Gedaan met laden. U bevindt zich op: zich / hem / haar / hen Taaladviezen

zich / hem / haar / hen

Werkwoorden als zich vergissen en zich wassen zijn wederkerend: ze worden gecombineerd met zich of met een ander wederkerend voornaamwoord, zoals me, je of ons. In de derde persoon wordt in plaats van zich soms ook hem, haar of hen gebruikt om naar het onderwerp te verwijzen, maar dat is geen standaardtaal.

  • Mijn vader vergist zich weleens.
  • Anna wast zich elke dag in bad.
  • De kinderen haasten zich naar school.

Sommige wederkerende werkwoorden, bijvoorbeeld zich wassen, kunnen ook niet-wederkerend worden gebruikt. Zulke werkwoorden kunnen wel gecombineerd worden met de persoonlijke voornaamwoorden hem, haar en hen, maar die verwijzen dan naar iets of iemand anders dan het onderwerp.

  • Mijn vader wast hem elke dag in bad. (niet-wederkerend; hem verwijst naar iemand anders dan mijn vader)
  • De verpleegster prikte haar met een naald. (niet-wederkerend; haar verwijst naar iemand anders dan de verpleegster)
  • De soldaten hebben hen dodelijk verwond. (niet-wederkerend; hen verwijst naar iemand anders dan de soldaten)

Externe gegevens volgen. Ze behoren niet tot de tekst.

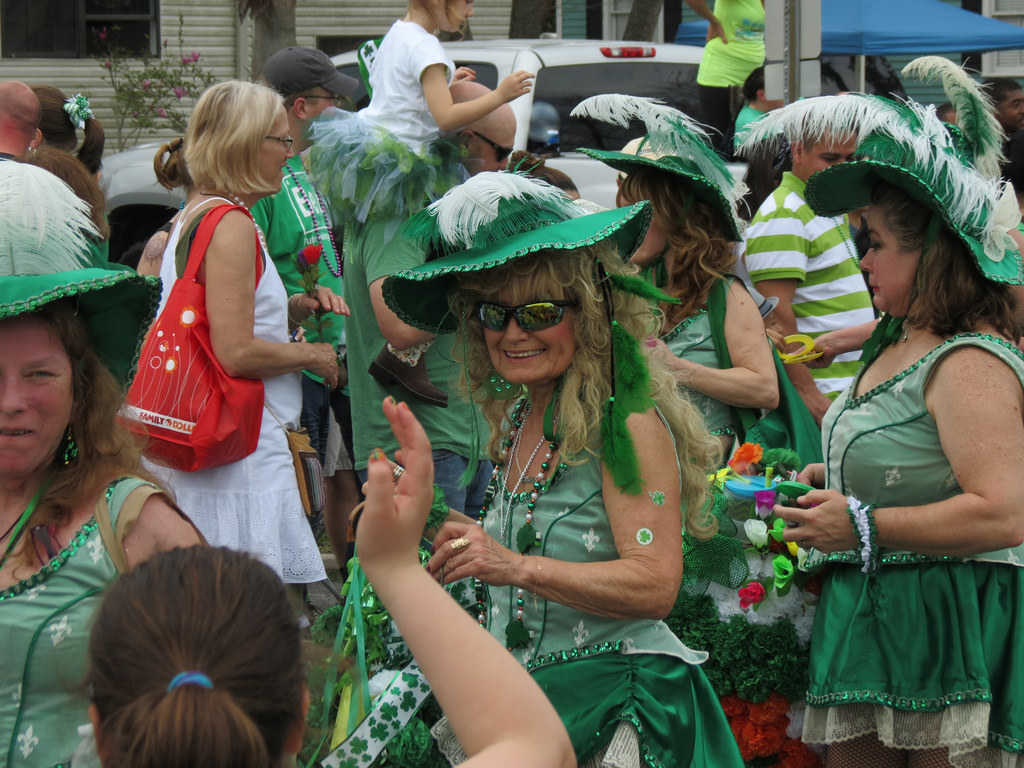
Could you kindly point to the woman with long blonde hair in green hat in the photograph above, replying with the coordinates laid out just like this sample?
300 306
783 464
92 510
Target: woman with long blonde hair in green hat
915 656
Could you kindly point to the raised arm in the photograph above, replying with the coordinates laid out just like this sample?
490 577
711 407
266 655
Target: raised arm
504 724
784 290
642 583
451 116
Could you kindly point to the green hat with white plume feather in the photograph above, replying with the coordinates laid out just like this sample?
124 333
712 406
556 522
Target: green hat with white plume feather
953 174
45 257
494 219
677 144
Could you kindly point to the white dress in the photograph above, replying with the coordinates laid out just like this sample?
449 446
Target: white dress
253 505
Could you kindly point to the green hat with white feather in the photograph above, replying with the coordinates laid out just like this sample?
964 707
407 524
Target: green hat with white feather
952 173
45 258
675 143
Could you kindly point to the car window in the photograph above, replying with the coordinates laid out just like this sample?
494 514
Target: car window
486 73
359 98
558 89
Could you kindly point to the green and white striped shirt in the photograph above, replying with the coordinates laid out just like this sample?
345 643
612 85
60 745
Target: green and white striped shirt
786 240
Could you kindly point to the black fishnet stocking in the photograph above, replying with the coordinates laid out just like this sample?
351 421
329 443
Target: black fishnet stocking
867 752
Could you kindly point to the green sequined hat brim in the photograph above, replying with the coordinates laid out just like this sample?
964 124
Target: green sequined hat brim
705 189
419 296
117 308
848 186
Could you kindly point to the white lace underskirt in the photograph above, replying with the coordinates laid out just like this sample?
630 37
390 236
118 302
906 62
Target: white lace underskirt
963 728
622 752
269 525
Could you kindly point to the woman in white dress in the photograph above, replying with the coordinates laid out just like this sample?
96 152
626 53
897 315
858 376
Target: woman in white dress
236 145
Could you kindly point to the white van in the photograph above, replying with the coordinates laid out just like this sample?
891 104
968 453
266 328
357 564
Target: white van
567 72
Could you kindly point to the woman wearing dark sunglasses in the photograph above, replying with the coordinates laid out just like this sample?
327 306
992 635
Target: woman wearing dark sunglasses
577 557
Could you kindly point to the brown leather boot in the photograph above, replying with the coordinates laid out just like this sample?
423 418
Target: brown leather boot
390 371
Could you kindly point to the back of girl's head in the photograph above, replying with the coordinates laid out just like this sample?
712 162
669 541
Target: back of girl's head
950 294
213 611
225 134
59 131
449 7
169 165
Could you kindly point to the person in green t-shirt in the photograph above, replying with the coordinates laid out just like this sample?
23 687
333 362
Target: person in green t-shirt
297 216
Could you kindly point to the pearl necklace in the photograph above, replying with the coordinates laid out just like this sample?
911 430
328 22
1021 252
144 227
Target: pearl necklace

Het wederkerend voornaamwoord zich komt ook voor na voorzetsels. Als dat voorzetsel samen met zich een vaste combinatie vormt met het werkwoord, kan zich niet vervangen worden door de persoonlijke voornaamwoorden hem, haar of hen.

  • Mijn zus bijt altijd fel van zich af.

Om te achterhalen of het zinsdeel met zich een vaste combinatie vormt met een werkwoord, kunt u het wederkerend voornaamwoord zich proberen te vervangen door een zelfstandig naamwoord. Als dat niet mogelijk is, is er sprake van een vaste combinatie. Van zich afbijten is bijvoorbeeld een vaste combinatie, want je kunt niet zeggen Ze bijt altijd fel van haar broer af.

Als het zinsdeel met zich geen vaste combinatie vormt met het werkwoord, kunnen het wederkerend voornaamwoord zich en de persoonlijke voornaamwoorden hem, haar en hen vaak allebei gebruikt worden om naar het onderwerp te verwijzen. Het persoonlijk voornaamwoord hem, haar of hen kan wel dubbelzinnig zijn omdat dat niet alleen naar het onderwerp, maar ook naar iets of iemand anders kan verwijzen.

  • De verpleegkundige zag een man met een mes op zich / hem / haar afkomen.
  • De verpleegkundigen zagen een man met een mes op zich / hen afkomen.

Op zich vormt geen vaste combinatie met het werkwoord afkomen, want je kunt zeggen De verpleegkundige zag een man met een mes op haar collega afkomen.